In terms of subject matter, they’re an assortment, and I didn’t have enough time to do more than make a quick assessment. Some queen lists; a few carved into limestone that look to be royal decrees; quite a lot that appear to be completely prosaic tax records. (I sometimes think the literary production of Draconean civilization was fifty percent tax records, if not more.)
But as for the rest … yes, the rumours are true, or at least I think they are. Fourteen of the tablets are shaped to a uniform size and thickness, with what looks like the hand of the same scribe at work on them. They seem to form a continuous text, judging by the notably archaic nature of the language—it’s riddled with obsolete signs, which made assessing anything quite a challenge. What little I was able to parse at a glance seems to be a narrative. Whether Lord Gleinleigh is right to call it the “lost history of Draconean civilization” I cannot say without further examination, but it is unquestionably a breathtaking find.

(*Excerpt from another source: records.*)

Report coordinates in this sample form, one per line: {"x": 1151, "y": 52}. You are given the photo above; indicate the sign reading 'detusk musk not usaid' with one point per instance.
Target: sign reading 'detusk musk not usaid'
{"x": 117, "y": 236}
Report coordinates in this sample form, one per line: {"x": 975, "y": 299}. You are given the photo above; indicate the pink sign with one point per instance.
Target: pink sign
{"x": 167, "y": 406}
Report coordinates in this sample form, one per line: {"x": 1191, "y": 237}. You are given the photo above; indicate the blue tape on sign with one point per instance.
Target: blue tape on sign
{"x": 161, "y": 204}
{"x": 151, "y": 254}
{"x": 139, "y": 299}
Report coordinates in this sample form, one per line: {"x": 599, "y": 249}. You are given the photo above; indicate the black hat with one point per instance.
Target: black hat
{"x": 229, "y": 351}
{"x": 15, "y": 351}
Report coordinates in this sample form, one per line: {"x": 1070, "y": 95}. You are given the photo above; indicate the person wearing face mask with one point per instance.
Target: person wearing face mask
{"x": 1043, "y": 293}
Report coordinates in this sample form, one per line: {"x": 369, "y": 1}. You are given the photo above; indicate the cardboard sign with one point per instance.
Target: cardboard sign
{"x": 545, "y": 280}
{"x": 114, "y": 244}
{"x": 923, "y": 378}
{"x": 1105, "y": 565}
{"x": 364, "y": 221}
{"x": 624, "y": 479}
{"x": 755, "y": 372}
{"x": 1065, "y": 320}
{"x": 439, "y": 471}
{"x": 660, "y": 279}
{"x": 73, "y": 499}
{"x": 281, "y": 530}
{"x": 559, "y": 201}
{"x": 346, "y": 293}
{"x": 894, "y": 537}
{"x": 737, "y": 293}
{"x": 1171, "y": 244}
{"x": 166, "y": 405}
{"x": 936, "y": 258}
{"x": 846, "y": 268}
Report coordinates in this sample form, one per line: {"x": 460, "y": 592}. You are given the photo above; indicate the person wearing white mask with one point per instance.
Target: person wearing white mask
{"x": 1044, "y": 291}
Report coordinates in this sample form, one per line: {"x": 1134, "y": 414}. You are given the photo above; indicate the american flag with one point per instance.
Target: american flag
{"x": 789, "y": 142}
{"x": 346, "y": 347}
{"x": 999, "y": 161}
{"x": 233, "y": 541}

And completely wasted on such a man.
However, there is hope! Given how reluctant Gleinleigh was to let me see the tablets, I thought I would have to spend months persuading him to have them translated and published. But apparently he recognizes that no one will care about what he has found five years from now unless they know what it says, because he suggested translation before I could even bring it up. What’s more, I have persuaded him that the dignity of his ancient name requires the greatest care and attention be given to these tablets. Your mind has already leapt in a certain direction, I’m sure, but I shall surprise you by steering you two generations down: I think we should recruit Audrey Camherst.
In my opinion she is easily her grandfather’s equal, where knowledge of the Draconean language is concerned. Furthermore, she has the advantage of her sex. You yourself said that Lord Gleinleigh treats every man who comes near him as either an inferior or a threat to his own prestige, neither of which would serve us well in this instance. Miss Camherst, being a woman, will not provoke him to such displays of superiority. And if he does try to throw his weight around—well, Audrey has her grandmother’s name to use as weapon and shield alike. Given that her family’s attentions are currently focused on preparing for the Falchester Congress next winter, I doubt her grandfather could spare the time and care this task would require, but Audrey would leap at the chance.
I have not yet recommended her to Lord Gleinleigh’s attention, as I think the lady deserves some amount of warning before I drop him on her doorstep. But unless you have a strong argument to the contrary, I intend to write to her as soon as possible. The world is panting to see what those tablets have to say, and we should not make them wait.